Article by Gareth K Vile | 10 Feb 2010

It wasn’t until I sat in on a rehearsal that the sheer power of opera struck me. Directly in the firing line of an aria, I suddenly realised that here was an art form that wasn’t ashamed of grand emotions, and desperate passions. The sort of romantic ideals that are so difficult to articulate and sustain within a culture dedicated to celebrity and disposability find their natural home in opera. I was converted.

Stewart Laing’s presence as director of Scottish Opera’s La Bohème, will doubtless encourage my infatuation. Laing, one of Glasgow’s most imaginative directors, saw something very modern in “The core story of two couples and their relationships. They go out with each other, split up, go out with other people, then get back together with each other again. At one point one of the couples agrees to go out with each other for a couple of months before they will split up again.”

The contemporary setting, then, is more than a gimmick. “I wanted to look at these relationships in a clean, uncluttered, modern way, and not get bogged down in a world of top hats, fingerless gloves and stoves with wonky pipes,” he explains. Mimi and Rodolfo have been moved to twenty-first century New York, and move in the art world of galleries and loft spaces.

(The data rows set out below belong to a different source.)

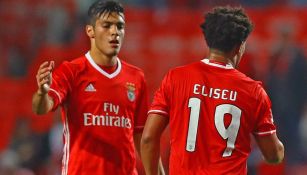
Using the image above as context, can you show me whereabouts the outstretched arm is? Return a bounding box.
[254,133,284,164]
[32,61,54,114]
[141,114,168,175]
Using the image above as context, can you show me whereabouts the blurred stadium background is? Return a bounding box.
[0,0,307,175]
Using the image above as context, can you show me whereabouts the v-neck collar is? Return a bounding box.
[201,58,234,69]
[85,52,122,79]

The adaptability of the plot lies in the emotions that it explores: choreographer Ian Spink identifies this as part of the nature of opera. “It's still a great medium that can deal with weighty human matters: in this case, desire: for sucess, to be noticed, to be loved, for money. And death...These things will never go away... I'm sure we all know of someone who was young, vibrant and who died before their time.”

Both Spink and Laing identify the power of Puccini’s score. “The music dictates everything you do, even when you're fighting against it,” admits Laing, while Spink adds “The music-especially on the scale used in this opera- tends to consume all the performers. They often move and act as if under its spell.” What appears to be the most artificial aspect of opera is, in fact, the overpowering connection to the audience.

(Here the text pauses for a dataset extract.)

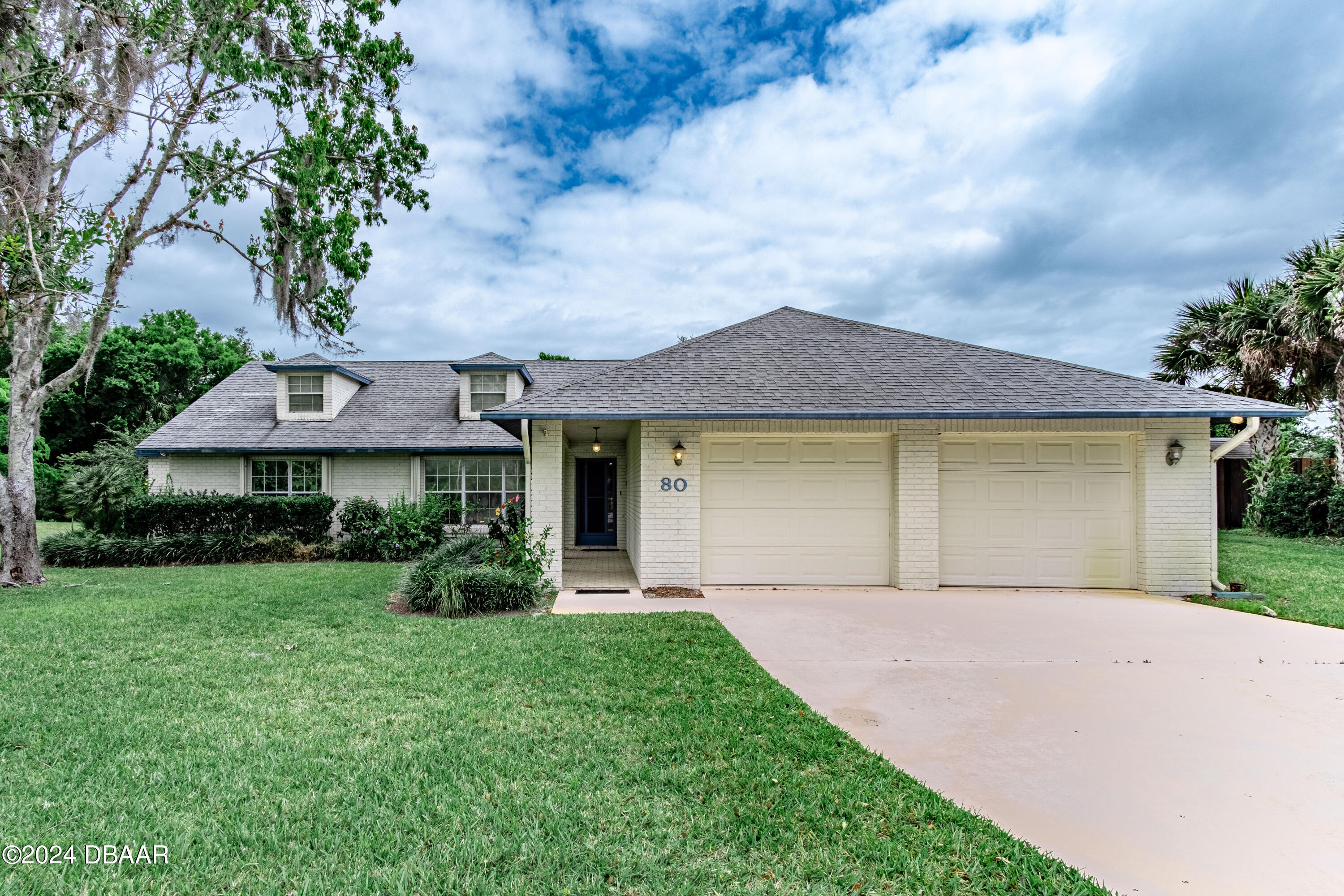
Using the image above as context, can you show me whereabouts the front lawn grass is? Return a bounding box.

Theatre is often preoccupied with establishing a spurious realism- accuracy of characterisation, recognisable language- which is impossible to achieve. The fact of performance lends everything, at best, a hyper-realism. Opera’s frequent arias, which articulate the secrets of the heart that really aren’t that smart to mention over a pint, by-passes any senses of realism, allowing the performance to aim straight at the emotions. It might still pass as a tasteful night out, or a signifier of sophistication. Fortunately, the intensity might be able to slip past even my own guarded, cynical front.